Statt die Angst als Angst wahrzunehmen, wird das, was man spürt, eher als Motivation, als Anschub verstanden.
So ging es zahlreichen Menschen in einer amerikanischen Studie. Man gab den VersuchsteilnehmerInnen die Aufgabe, gleich ein Lied vor einer Gruppe zu singen. Bei vielen löste diese Aufgabe Unsicherheit, Aufregung und Angst aus. Der einen Gruppe gab man den Auftrag, sich selbst zu sagen: „Ich bin ängstlich.“ Die andere Gruppe bat man, sich selbst zu sagen: „Ich bin angeregt.“
Das Ergebnis? Die Gruppe, die sich sagen sollte, „Ich bin angeregt.“ sang signifikant besser als die andere Gruppe. Ein ähnliches Ergebnis zeigte sich in einem Sprachtest sowie in einem Mathetest. Die „angeregte“ Gruppe sprach überzeugender als die andere Gruppe und schnitt bei den Matheaufgaben besser ab.
Das Angstlevel war in beiden Gruppen gleich, auch der Herzschlag, aber das Gefühl wurde unterschiedlich bewertet und wirkte daher anders. Die Menschen, die sich selbst gesagt haben „Ich bin angeregt.“ konnten ihr Gefühl eher als Motivationsschub begreifen und für sich nutzen, statt als lähmende Angst.
Spannend, oder? Falls Du mehr dazu erfahren willst, kann ich Dir das Buch von Dr. Leon Windscheid mit dem Titel „Besser fühlen – Eine Reise zur Gelassenheit“ empfehlen. Dort geht es viel um das Thema Angst (neben anderen Gefühlen) und den Umgang damit.
Insofern: Bei Angst kommt es auf die Bewertung an, die wir ihr geben.

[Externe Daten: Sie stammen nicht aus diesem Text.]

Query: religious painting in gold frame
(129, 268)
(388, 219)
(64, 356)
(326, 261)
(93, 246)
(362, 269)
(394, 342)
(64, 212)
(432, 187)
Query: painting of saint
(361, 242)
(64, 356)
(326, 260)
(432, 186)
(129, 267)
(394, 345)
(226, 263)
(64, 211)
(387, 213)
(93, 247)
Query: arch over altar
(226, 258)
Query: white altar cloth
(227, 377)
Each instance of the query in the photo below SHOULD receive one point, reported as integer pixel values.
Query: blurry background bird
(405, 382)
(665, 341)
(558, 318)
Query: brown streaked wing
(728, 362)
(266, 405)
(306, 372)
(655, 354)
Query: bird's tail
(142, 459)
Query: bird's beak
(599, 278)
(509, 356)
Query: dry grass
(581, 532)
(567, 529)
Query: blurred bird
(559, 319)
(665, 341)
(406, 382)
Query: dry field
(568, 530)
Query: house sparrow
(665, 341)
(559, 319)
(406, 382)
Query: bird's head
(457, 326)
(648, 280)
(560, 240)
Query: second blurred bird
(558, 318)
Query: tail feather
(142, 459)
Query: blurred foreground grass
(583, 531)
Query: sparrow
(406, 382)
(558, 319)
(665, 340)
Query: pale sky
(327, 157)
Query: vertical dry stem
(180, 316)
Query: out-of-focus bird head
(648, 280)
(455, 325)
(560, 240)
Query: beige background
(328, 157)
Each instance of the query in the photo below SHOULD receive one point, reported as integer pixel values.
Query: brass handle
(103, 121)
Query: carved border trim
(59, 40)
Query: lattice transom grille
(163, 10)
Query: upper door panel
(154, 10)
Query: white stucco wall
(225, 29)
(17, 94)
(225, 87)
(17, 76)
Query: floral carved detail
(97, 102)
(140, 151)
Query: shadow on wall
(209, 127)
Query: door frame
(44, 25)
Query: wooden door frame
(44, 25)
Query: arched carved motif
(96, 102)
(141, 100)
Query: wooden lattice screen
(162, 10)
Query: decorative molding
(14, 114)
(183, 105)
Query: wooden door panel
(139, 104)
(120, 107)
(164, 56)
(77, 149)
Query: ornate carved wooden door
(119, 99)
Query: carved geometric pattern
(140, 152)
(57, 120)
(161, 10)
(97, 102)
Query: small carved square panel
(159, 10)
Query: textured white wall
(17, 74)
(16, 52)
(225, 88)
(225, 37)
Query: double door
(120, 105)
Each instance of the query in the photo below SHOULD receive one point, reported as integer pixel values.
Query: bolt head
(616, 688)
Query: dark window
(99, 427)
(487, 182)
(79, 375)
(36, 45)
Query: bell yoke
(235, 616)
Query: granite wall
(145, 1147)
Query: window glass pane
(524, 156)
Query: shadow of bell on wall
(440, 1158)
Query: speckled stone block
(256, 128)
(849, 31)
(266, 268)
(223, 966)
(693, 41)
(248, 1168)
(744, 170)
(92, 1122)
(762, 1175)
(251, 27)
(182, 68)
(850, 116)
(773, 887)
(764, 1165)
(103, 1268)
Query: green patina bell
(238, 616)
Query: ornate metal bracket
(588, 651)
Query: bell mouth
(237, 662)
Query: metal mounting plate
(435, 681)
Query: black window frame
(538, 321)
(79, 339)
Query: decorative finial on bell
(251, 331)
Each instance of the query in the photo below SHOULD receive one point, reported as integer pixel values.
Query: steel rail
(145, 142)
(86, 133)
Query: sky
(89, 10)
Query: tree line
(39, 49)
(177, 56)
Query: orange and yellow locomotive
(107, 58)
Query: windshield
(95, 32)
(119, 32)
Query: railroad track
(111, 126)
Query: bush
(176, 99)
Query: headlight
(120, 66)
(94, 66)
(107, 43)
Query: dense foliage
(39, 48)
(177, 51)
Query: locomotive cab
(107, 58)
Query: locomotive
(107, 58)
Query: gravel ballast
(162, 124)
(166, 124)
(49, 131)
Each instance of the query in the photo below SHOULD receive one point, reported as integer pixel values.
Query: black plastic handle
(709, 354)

Wir können lockerer mit ihr umgehen, wenn wir sie anders bewerten. Wir können dann sogar bessere Leistungen erzielen! Denn ein Effekt von Angst ist eben auch die Schärfung unserer Wahrnehmung. Wir können uns besser fokussieren und konzentrieren. Sie ist also nicht ausschließlich negativ, sondern im Gegenteil, manchmal auch ziemlich hilfreich.
Es lohnt sich, das mal auszuprobieren. Bei mir funktioniert`s auf jeden Fall in verschiedenen Situationen ziemlich gut – in Vorträgen, beim SUP-Fahren und Klettern.
Ein weiterer spannender Aspekt auf den Leon Windscheid eingeht:
Eine unserer größten Ängste ist die Angst vor der Angst!
Wir wollen dieses Gefühl nicht fühlen. Es ist einengend, kann lähmen und die Leistung beeinträchtigen.
Und deshalb tun wir eben auch einiges, um sie nicht zu spüren. Z.B. uns sorgen. Wenn wir uns Sorgen machen (z.B. „Wie wird mein Leben weiterlaufen?“ „Bin ich ein guter Vater/ eine gute Mutter?“ Werde ich später an Altersarmut sterben?“ usw.), fühlen wir uns vorbereitet. Nach dem Motto „Zumindest habe ich drüber nachgedacht.“
Und so springen wir von einer Sorge zur nächsten. Bevor die Angst richtig zuschlagen kann, wandern wir im Kopf zur nächsten Sorge weiter. So sind wir permanent ein bisschen erregt, statt uns wirklich dem Gefühl der Angst zu stellen – auf Dauer nicht unbedingt gesund.
Daher empfiehlt die Forschung heute immer wieder auch, Angst eben nicht aus dem Weg zu gehen, sondern sich ihr zu stellen, z.B. mittels Konfrontation. Ähnlich wie ich das mit meinen Kann-ich-Projekten mache – Dinge, vor denen ich Angst habe, sie aber dennoch Stück für Stück ausprobiere.
Denn wer die Angst wirklich spürt, sie für den Moment annimmt und durchlebt, erreicht einen Erregungszustand, den der Körper so gar nicht permanent aufrechterhalten kann. Das heißt, wenn ich meine Angst fühle, ebbt sie automatisch irgendwann ab, sie wird kleiner. Einfach weil der Körper gar nicht anders kann.
Daher, falls Du viele Ängste oder auch Sorgen hast, könnte Dir vielleicht ebenfalls eine Kann-ich-Liste helfen, mit der Du Dich Stück für Stück kleineren oder auch größeren Herausforderungen stellst. Vielleicht ja auch zusammen mit einem Freund/einer Freundin, damit Du mit Deiner Angst nicht alleine bist und jemanden hast, der bzw. die auf Dich achtet.
Versuche vorab und währenddessen vielleicht auch mal, Deine Angst eher als Anregung zu deuten und beobachte mal, was sich dadurch bei Dir ändert.
Anmerkung:
Falls Du eine Angststörung haben solltest, sprich am besten vorab mit Deinem Arzt bzw. Deiner ÄrztIn oder Deinem/Deiner TherapeutIn darüber – ob das für Dich sinnvoll ist.
Bei allem, was Du tust, ganz viel Erfolg Dir!